"We are going to the Achensee—to the Hotel Rhiner, to hear Fräulein Therese—"
"You have heard of my little friend Therese, and you have come—how many thousand miles?—to hear her sing and play on her zither?"
"To do all that, but mostly to see if she will tell me her love story."
"How do you know she had one?" inquired Madame Carreño, quickly.
"I heard of it in England. Some one who knew the duke told me."
"It was a lucky escape for her, and I think she will tell you all about it. You see it happened, ah, so many years ago."

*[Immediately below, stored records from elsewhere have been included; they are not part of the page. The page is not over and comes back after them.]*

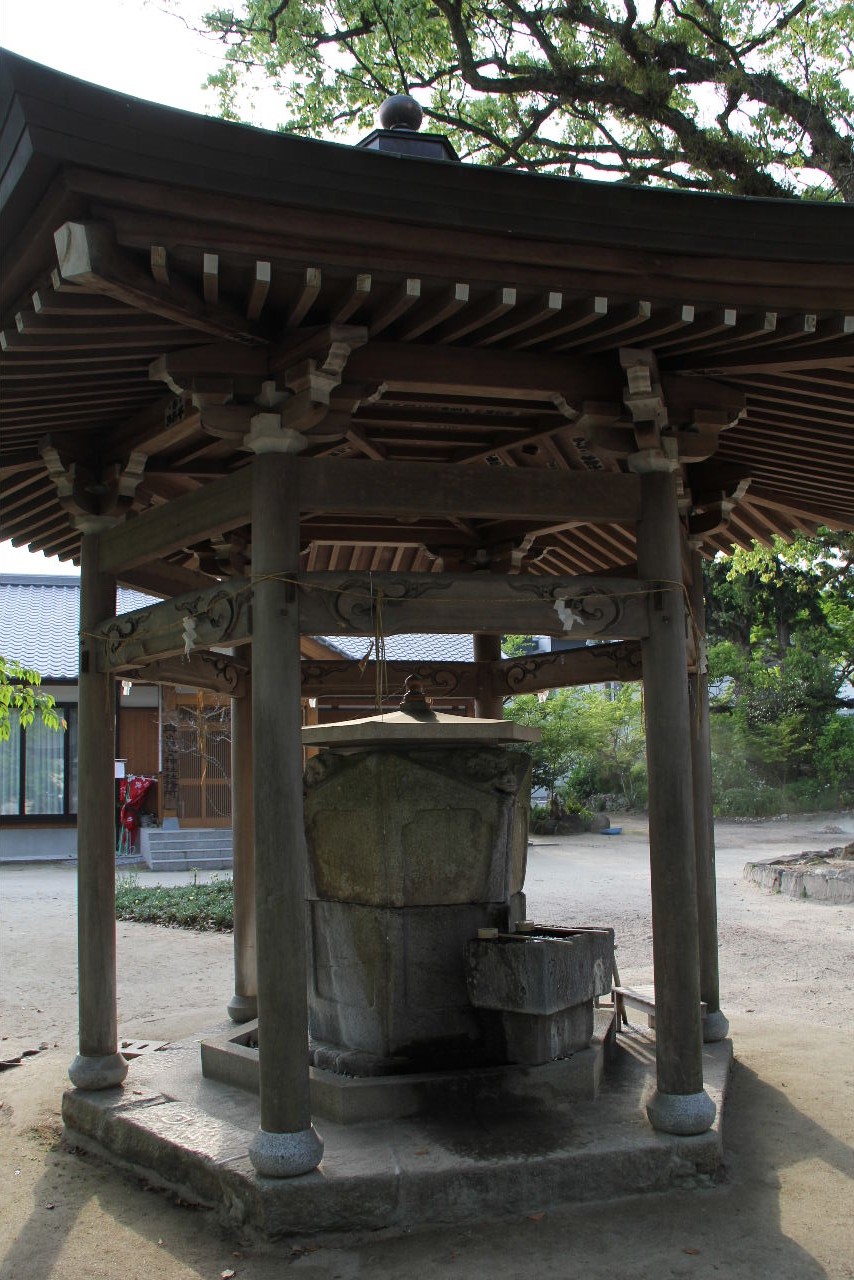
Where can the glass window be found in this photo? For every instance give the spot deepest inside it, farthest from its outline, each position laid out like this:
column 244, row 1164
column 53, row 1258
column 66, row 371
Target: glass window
column 10, row 771
column 44, row 769
column 71, row 720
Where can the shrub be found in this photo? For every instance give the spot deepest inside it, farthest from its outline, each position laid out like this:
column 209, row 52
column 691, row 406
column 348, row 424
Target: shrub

To my mind, Madame Carreño is the most wonderful genius of modern times at the piano. I have heard all the others scores of times, so don't argue with me. You may all worship whom you will, but the whole musical part of my heart is at Madame Carreño's feet, with a small corner saved for Vladimir de Pachmann, when he plays Chopin. She claims to be an American, but she plays with a heart of a Slav, and as one whose untamed spirit can never be held in leash even by her music. Her playing is so intoxicating that it goes through my veins like wine. The last time I heard her play was in an enormous hall in the West, when her audience was composed of music lovers of every class and description. Just back of me was a woman whose whole soul seemed to respond to Carreño's hypnotic genius. Carreño had just finished Liszt's "Rhapsodic Hongroise" No. 2, and had followed it up with a mad Tschaikowsky fragment. I was so excited I was on the verge of tears when I heard the woman behind me catch her breath with a sob and exclaim:
"My Lord! Ain't she got vinegar!"
I repeated this to Madame Carreño at Jenbach, and she seized my hands and shouted with laughter. Such a grip as she has! Her hands are filled with steel wires instead of muscles, and her arms have the strength of an athlete in training.
The car propelled by the hunchbacked engine grated and bumped its way over its cog-wheel road, pushing its delighted quota of passengers higher and higher into the mountains. The Inn valley fell away from our view, and wooded slopes, fir-trees, patches of snow on far hillsides, and tiny hamlets took its place.